From an objective standpoint, all of Microsoft’s new-for-2013 offerings — Windows 8, Windows Phone 8, and the Xbox One — are perfect. Windows 8 capitalizes on the slow death of the desktop and the rush towards mobile; Xbox One is a powerful and feature-rich games console that could dominate the living room; and Windows Phone 8 is a sharp and savvy smartphone OS that ties everything together, while on the move or as a second screen. As a tech writer and a self-confessed life-long Microsoft fan, I have never been more excited about Microsoft’s future than over the last two years of covering Windows 8, Windows Phone 8, and the “Xbox 720“.

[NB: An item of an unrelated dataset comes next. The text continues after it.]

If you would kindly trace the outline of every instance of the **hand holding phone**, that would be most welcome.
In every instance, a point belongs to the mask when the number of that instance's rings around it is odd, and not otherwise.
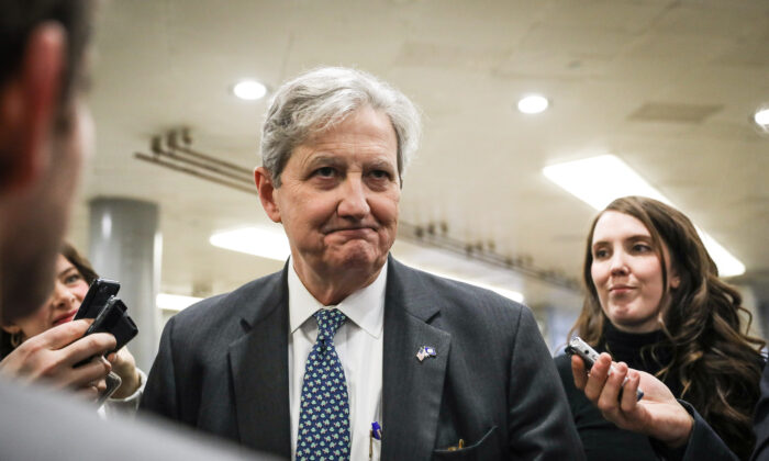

From a subjective standpoint, though, each of Microsoft’s new offerings is intrinsically flawed and bogged down by crippling policy decisions no doubt handed down from Microsoft’s besuited higher echelons. Windows 8 and 8.1, despite “responding to customer feedback,” still forces users to use the Metro interface, even when a touchscreen isn’t present. Windows Phone 8 is one of Microsoft’s most polished products, but a smartphone OS is only as strong as its app ecosystem, and due to its minuscule market share WP8 still lacks the ecosystem to pull consumers away from iOS and Android — an unfortunate Catch-22 if I ever saw one. The Xbox One, depending on your point of view, is either an awesome all-in-one living room box that plays games, or an awful DRM-restricted games machine that acts as an HDMI passthrough for your cable box — the very same thing that the tried-and-failed Google TV attempted to do.
How did Microsoft manage to take three exciting, technologically advanced products and turn them into mediocre, humdrum devices that have had all of the fun and adventure sucked out of them?